Caitlin leaned close. “Try a hot boyfriend.”

“Go on,” said Yancy.

“In the Bahamas!”

“You know this for a fact?”

“Let’s move to a booth,” she said.

Eight

The salesman at the Ford dealership informed Eve Stripling that the import duty on a new SUV in the Bahamas was 75 percent, a figure she made him repeat. After doing the math in her head, she realized that the new Explorer she’d been eyeing would cost, like, sixty-five grand.

“That’s robbery,” she observed.

“But I’m afraid it’s the law,” the salesman said sadly.

“My boyfriend’ll never pay that much.”

Eve walked off the lot thinking how strange it sounded when she said the word “boyfriend,” strange but also sort of exciting. She took a taxi back to town, complaining to the driver about the outrageous tariffs on automobiles. The driver said he’d paid almost fifty-two thousand dollars for his cab, a used Dodge minivan he’d located on Craigslist in Hialeah. Eve was genuinely outraged on his behalf.

Stopping at an outdoor bar, she ordered a Nassau Nemesis, one of many colorful rum beverages concocted for tourists. Parked on the street was a yellow Jeep Wrangler with a hard top instead of canvas.
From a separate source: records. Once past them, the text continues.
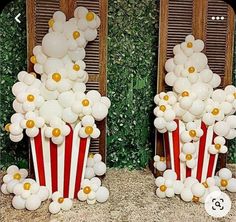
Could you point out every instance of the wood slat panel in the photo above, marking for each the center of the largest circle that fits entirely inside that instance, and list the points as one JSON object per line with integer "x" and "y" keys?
{"x": 180, "y": 18}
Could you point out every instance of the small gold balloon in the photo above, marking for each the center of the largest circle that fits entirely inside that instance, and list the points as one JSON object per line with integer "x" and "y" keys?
{"x": 195, "y": 199}
{"x": 188, "y": 157}
{"x": 191, "y": 69}
{"x": 189, "y": 44}
{"x": 90, "y": 16}
{"x": 56, "y": 132}
{"x": 223, "y": 183}
{"x": 30, "y": 98}
{"x": 60, "y": 200}
{"x": 192, "y": 133}
{"x": 27, "y": 186}
{"x": 85, "y": 102}
{"x": 7, "y": 127}
{"x": 89, "y": 130}
{"x": 30, "y": 123}
{"x": 87, "y": 190}
{"x": 17, "y": 176}
{"x": 163, "y": 188}
{"x": 185, "y": 93}
{"x": 163, "y": 108}
{"x": 215, "y": 111}
{"x": 76, "y": 34}
{"x": 76, "y": 67}
{"x": 217, "y": 146}
{"x": 56, "y": 77}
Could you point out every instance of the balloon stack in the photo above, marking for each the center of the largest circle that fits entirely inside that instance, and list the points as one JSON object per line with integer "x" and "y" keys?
{"x": 48, "y": 109}
{"x": 196, "y": 120}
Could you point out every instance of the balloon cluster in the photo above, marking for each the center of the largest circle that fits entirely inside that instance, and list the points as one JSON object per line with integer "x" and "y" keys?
{"x": 59, "y": 97}
{"x": 27, "y": 192}
{"x": 191, "y": 190}
{"x": 194, "y": 99}
{"x": 92, "y": 190}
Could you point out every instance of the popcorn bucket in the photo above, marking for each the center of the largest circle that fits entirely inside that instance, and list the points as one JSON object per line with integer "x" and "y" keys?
{"x": 60, "y": 167}
{"x": 205, "y": 162}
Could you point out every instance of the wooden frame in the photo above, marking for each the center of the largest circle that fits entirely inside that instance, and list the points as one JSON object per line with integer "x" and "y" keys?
{"x": 96, "y": 80}
{"x": 199, "y": 30}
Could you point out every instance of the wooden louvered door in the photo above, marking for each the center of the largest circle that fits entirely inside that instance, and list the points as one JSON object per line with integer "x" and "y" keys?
{"x": 38, "y": 14}
{"x": 179, "y": 18}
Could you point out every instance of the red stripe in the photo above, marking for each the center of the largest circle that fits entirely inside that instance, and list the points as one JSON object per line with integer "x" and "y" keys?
{"x": 176, "y": 147}
{"x": 188, "y": 172}
{"x": 167, "y": 149}
{"x": 211, "y": 161}
{"x": 39, "y": 158}
{"x": 80, "y": 164}
{"x": 67, "y": 161}
{"x": 53, "y": 157}
{"x": 201, "y": 151}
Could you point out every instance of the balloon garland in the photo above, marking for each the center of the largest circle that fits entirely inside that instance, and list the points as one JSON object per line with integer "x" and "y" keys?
{"x": 53, "y": 101}
{"x": 194, "y": 98}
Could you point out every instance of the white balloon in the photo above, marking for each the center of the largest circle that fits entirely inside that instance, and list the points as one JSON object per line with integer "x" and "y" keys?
{"x": 186, "y": 195}
{"x": 197, "y": 107}
{"x": 54, "y": 207}
{"x": 43, "y": 193}
{"x": 100, "y": 168}
{"x": 199, "y": 60}
{"x": 18, "y": 203}
{"x": 231, "y": 185}
{"x": 52, "y": 65}
{"x": 102, "y": 194}
{"x": 68, "y": 116}
{"x": 66, "y": 99}
{"x": 178, "y": 186}
{"x": 221, "y": 128}
{"x": 54, "y": 44}
{"x": 170, "y": 174}
{"x": 218, "y": 95}
{"x": 181, "y": 84}
{"x": 198, "y": 189}
{"x": 225, "y": 173}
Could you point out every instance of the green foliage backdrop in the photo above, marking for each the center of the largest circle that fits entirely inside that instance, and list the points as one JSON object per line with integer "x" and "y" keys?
{"x": 132, "y": 41}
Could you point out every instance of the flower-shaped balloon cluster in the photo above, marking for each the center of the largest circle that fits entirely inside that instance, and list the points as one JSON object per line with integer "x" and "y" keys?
{"x": 195, "y": 99}
{"x": 59, "y": 97}
{"x": 94, "y": 166}
{"x": 59, "y": 203}
{"x": 92, "y": 191}
{"x": 27, "y": 192}
{"x": 191, "y": 190}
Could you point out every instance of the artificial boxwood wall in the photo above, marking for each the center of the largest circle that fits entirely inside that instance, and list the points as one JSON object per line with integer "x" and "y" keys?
{"x": 132, "y": 41}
A For Sale sign was taped to the windshield. Eve inspected the vehicle, which appeared to be in good condition except for a thumb-sized rust spot on the hood.

She drank another Nemesis and asked the bartender to play some UB40. Then she ordered fried grouper fingers and carelessly dribbled hot sauce on the crotch of her white jeans. Normally she would have been mortified, but the booze was kicking in hard. She tucked a paper napkin over her lap and asked for a basket of fried shrimp, which she
was heartily demolishing when the owner of the yellow Jeep showed up carrying groceries. Eve hurried to the street, her napkin flapping.

“How much you want for it?” she called out.

The woman set her bags in the Wrangler’s back seat. “Toidy towsend,” she said to Eve.

“No way. Twenty-five.”

“Wot!”

“Plus we need it barged down to Andros,” Eve said.

“Twenty-eight if you pay’n cash. Where you ship it, dot’s your prollem.”

Eve went to see the Bay Street banker who was their new best friend and withdrew the money for the Jeep, which she drove sinuously to the waterfront. There she connected with a craggy white Bahamian who agreed to barge the car to Victoria Creek for a thousand dollars. Eve haggled briefly and without much starch. Her mission had been to purchase wheels and, by God, that’s what she’d done.

On her way to the airport she called him in Miami. “You’ll like it,” she said. “It’s super sporty!”

“What do you mean?”

“It’s bright yellow, honey. I’m gonna call it Yellow Bird, like the song.”

“And this is your idea of what a new widow should be driving? Something sporty?”

Eve sighed. “Where we’re goin’, who’s gonna know? A whole new life is what you said. Isn’t that the whole point?”